残念ながらこのまま入港するのは無理だろう。


大型の船はもちろんのこと中型の船でさえ座礁してしまうだろう。


小型艦を1隻、先触れとして出して相手の反応を伺う。


相手の反応は迅速だった。


すぐに対応のためだろう停泊していた小型の船が近づいてくる。


どう言ったやり取りが行われているかはわからないが話し合いは長時間に及んだ。


相手の小型の船が離れ交渉をしていた小型艦が戻ってくる。


そのまま小型艦は旗艦である大型の戦闘艦に横付けして交渉の責任者が乗り移ってきた。


「アルフレッド様。ご報告いたします」


「うん」


「自分達では判断ができないの待ってほしいとのことです」


まぁ、相手からしたら所属不明の大艦隊が突然やってきたのだ。


警戒するのも当たり前である。


「そうか・・・。
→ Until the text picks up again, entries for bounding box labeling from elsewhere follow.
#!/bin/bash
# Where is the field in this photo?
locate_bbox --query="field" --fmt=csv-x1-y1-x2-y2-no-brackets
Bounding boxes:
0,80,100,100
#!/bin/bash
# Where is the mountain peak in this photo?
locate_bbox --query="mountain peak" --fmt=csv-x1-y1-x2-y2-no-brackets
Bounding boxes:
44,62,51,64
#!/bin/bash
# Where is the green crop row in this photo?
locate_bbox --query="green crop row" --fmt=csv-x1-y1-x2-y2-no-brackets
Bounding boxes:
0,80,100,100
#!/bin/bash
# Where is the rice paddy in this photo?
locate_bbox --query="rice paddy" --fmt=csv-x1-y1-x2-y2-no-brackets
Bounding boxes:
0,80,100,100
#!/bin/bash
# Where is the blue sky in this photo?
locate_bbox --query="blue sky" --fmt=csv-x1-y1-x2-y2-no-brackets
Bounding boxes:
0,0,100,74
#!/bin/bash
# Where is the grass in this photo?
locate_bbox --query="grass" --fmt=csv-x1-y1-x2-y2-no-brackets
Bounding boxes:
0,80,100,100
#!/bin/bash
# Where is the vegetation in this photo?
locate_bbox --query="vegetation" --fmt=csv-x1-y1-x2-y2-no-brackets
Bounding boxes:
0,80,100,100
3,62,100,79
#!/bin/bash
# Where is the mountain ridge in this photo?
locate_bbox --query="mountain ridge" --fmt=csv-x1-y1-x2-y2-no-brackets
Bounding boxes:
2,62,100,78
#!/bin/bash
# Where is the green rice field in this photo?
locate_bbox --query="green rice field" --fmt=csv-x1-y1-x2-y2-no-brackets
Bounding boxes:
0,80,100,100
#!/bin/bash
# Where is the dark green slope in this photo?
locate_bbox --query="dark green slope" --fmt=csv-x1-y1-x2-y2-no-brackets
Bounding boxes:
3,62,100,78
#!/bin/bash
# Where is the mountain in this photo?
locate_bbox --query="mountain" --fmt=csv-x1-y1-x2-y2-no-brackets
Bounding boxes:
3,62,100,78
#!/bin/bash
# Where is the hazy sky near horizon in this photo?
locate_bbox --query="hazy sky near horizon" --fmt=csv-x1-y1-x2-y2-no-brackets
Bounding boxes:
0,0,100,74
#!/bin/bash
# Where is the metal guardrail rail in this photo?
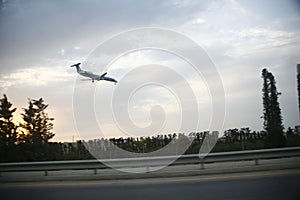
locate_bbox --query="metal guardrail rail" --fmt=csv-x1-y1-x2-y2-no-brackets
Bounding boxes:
0,147,300,176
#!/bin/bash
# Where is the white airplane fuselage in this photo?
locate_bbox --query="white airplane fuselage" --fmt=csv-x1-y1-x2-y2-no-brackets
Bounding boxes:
71,63,118,84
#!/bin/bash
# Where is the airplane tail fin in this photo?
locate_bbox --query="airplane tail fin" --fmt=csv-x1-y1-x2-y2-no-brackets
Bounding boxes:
99,72,107,80
70,63,81,72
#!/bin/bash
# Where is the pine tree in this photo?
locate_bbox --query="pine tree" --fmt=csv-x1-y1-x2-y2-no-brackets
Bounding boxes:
21,98,54,145
262,69,285,147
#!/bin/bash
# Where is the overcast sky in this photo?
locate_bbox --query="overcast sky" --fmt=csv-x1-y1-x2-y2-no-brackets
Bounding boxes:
0,0,300,141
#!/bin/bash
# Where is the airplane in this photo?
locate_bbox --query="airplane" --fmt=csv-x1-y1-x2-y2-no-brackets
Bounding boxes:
70,63,118,85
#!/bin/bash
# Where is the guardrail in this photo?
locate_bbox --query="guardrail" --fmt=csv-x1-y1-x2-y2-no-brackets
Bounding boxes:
0,147,300,176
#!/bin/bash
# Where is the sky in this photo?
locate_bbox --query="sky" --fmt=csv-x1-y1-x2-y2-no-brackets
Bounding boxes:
0,0,300,141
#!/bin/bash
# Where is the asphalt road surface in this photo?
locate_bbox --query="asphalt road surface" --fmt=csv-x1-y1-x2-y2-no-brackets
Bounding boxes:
0,170,300,200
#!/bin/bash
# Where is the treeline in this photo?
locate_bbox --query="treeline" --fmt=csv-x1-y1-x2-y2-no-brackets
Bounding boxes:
46,127,300,160
0,69,300,162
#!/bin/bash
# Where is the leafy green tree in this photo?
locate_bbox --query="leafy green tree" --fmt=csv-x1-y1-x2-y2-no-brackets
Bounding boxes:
262,69,285,147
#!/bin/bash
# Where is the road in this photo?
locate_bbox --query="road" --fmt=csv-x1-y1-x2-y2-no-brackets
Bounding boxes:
0,169,300,200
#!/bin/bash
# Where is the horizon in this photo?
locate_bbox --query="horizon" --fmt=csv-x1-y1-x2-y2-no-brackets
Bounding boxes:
0,0,300,142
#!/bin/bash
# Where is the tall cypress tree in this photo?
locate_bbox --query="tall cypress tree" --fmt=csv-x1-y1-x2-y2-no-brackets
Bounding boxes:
0,95,17,161
262,69,285,147
0,94,17,147
21,98,54,145
297,64,300,119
まぁ、相手の判断次第だけどせっかくなら上陸できるといいなぁ」


「最善を尽くします」






ヒンメルン王国の港町を治めるトーマス伯爵は頭を抱えていた。


突然、所属不明の艦隊が訪れたのだ。


しかも、その規模はヒンメルン王国の全戦力を合わせた船の数を越えていた。


いきなり攻撃してきたりはしないようだがそれでも緊急を要する案件であるのは違いない。


自分の手には余る状況だ。


王都に鳥を飛ばしたが返答が戻ってくるのは時間がかかるだろう。


とにかく、少しでも時間を稼がなければならない。


そんなことを考えている間に交渉していた部下が戻ってきた。


「相手はいったい何者だ?」


「はい。マルコシアス王国の輸送艦隊を名乗っております」


「マルコシアス王国?確か西に行った所にある島国だったな?」


「その通りです。近年は自国の防衛もまともにできなかった小国です。商人達が何度、海賊に襲われたことか・・・」


「だが、奴らは我が国の保有する艦船よりも多くの船を揃えてきた。どういうことなんだ?」


「近年。軍事力に力をいれており、海賊の取り締まりも強化しているそうです」


「事実だとして、そんなに急に戦力を整えることなどできるのか?資源に乏しい島国があれだけの数の船を揃えただと?」


「閣下のおっしゃることはもっともです。ですが、現に目の前に大艦隊があるのです。信じるしかありません」


「そうか・・・。そうだな。それで相手の目的は?」


「1つは我が国との交易を希望しているようです」


「交易か。物にもよるがそれには応えてやっていいだろう。我が家の御用商人を手配してやれ」


「はい。そのように。続いてですが、マルコシアス王国の王族が来ているそうで会談を希望しております」


「会談か。小国とはいえ、国と国との話し合いに独断で応じるわけにもいかぬ。そちらは待ってもらえ」


「そのように伝えます」


暴力で訴えてこず話し合いを希望している。


朗報ではあるが判断を間違えば大事になりかねない。


トーマスは頭を抱えていた。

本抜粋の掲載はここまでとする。